La contemplación reflexiva
de textos y experiencias como los citados al principio me han llevado, en estos
últimos meses, a un primer convencimiento que considero fundamental, y que
propongo como idea clave de todo lo que seguirá: lo que hace reaccionar a los
santos no es tanto la conciencia de ser él mismo o ella misma hija o hijo de
Dios, sino la comprensión cada vez más profunda y viva de lo que significa
“Dios es mi Padre”; es decir, el descubrimiento del infinito amor divino
volcado en él o en ella: la constatación viva y práctica de “cuánto Dios me
quiere”.
El santo es, sin duda, consciente de lo que causa el Amor divino en su propio ser y en su propia vida, y lo agradece de veras; pero más que fijarse en sí mismo, se fija en Dios: contempla admirado su infinita grandeza, y descubre con sorpresa que todo ese esplendor no se queda estático y como ajeno ante sus ojos, sino que se inclina hacia él, se le da, se hace suyo, sin más motivo que la pura liberalidad de su Amor divino.
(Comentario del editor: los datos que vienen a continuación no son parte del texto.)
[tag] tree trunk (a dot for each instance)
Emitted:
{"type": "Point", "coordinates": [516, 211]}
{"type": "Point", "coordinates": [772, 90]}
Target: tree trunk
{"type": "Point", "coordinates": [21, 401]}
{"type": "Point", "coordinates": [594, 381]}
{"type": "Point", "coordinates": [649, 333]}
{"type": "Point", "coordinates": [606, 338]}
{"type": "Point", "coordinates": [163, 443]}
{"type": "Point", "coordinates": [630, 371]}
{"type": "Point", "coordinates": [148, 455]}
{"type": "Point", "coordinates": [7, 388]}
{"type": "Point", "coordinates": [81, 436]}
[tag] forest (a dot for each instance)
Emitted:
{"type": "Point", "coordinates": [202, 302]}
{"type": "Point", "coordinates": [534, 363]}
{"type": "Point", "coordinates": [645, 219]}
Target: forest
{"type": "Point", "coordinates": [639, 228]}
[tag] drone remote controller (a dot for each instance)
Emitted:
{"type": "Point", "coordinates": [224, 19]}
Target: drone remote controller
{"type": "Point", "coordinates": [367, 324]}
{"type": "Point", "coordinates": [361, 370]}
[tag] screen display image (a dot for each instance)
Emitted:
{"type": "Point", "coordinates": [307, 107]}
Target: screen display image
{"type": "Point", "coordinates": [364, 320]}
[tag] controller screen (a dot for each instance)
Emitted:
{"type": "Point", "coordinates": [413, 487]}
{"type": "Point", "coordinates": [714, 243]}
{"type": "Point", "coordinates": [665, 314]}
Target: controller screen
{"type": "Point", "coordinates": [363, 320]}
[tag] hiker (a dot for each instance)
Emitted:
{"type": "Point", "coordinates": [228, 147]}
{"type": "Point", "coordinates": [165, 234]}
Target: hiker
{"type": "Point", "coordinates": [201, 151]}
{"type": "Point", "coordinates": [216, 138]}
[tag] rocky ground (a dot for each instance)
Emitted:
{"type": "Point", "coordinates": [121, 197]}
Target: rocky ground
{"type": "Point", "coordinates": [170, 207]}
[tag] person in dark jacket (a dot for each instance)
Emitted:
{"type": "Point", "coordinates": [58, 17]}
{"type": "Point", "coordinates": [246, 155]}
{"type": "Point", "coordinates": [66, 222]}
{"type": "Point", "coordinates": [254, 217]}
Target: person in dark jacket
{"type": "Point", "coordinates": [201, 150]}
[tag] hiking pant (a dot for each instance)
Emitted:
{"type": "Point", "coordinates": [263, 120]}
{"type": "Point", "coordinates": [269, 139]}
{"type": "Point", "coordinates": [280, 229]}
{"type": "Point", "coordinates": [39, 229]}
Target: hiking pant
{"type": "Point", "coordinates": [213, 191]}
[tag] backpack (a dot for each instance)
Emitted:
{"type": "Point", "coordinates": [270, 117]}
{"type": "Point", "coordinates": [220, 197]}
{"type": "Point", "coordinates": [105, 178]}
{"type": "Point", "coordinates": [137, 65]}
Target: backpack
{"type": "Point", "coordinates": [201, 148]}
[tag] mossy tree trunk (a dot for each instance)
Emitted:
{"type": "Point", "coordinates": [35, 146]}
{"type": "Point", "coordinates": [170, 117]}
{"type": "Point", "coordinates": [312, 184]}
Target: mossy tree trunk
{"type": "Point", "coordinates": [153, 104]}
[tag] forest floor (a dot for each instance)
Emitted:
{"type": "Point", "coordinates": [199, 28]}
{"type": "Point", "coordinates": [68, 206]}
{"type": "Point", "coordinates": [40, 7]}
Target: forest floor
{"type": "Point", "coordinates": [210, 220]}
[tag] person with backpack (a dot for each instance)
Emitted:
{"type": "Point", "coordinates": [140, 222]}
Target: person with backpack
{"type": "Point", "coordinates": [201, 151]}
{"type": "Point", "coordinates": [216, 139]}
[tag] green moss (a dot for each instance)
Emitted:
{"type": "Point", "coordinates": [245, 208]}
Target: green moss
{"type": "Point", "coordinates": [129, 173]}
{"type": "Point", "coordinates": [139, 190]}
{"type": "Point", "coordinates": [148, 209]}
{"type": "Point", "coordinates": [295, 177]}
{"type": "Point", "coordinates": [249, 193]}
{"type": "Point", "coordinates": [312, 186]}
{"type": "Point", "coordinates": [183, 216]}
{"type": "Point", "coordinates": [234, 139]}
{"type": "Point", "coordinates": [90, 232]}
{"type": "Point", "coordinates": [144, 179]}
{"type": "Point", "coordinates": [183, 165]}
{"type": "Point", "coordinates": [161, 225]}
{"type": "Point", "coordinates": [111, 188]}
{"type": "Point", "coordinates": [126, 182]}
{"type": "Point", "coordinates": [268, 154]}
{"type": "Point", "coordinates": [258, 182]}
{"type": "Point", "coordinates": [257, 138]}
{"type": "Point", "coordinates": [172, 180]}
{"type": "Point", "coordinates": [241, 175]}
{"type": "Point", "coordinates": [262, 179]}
Estos sentimientos se hayan presentes, en particular, en los textos citados al principio, pero recojamos otras palabras significativas, en este caso de Santa Teresa de los Andes, que nos ayuden a dar algunos pasos más: “Nuestro Señor me dijo que quería que viviera con El en una comunión perpetua, porque me amaba mucho (…) Después me dijo que la Sma. Trinidad estaba en mi alma; que la adorara (…) Mi alma estaba anonadada. Veía su Grandeza infinita y cómo bajaba para unirse a mí, nada miserable. El, la Inmensidad, con la pequeñez; la Sabiduría, con la ignorancia; el Eterno, con la criatura limitada; pero, sobre todo, la Belleza, con la fealdad; la Santidad, con el pecado. Entonces, en lo íntimo de mi alma, de una manera rápida, me hizo comprender el amor que lo hacía salir de sí mismo para buscarme (…) Vi que (…) con una criatura tan miserable se quiere unir; quiere identificarla con su propio ser sacándola de sus miserias para divinizarla de tal manera que llegue a poseer sus perfecciones infinitas”.
Apoyados en lo que acabamos de leer, subrayemos otras dos ideas fundamentales que considero inseparables de la primera ya apuntada: es el Dios Todopoderoso, Inmenso, Eterno, Infinito, Inmutable, etc., el que es nuestro Padre y nos ama así, con toda la conmovedora ternura materna que hemos recordado al principio; y es, a la vez, el Dios Trino el que así se nos entrega, no sólo porque nos revela los secretos de su intimidad trinitaria, sino porque introduce al alma en esa misma intimidad.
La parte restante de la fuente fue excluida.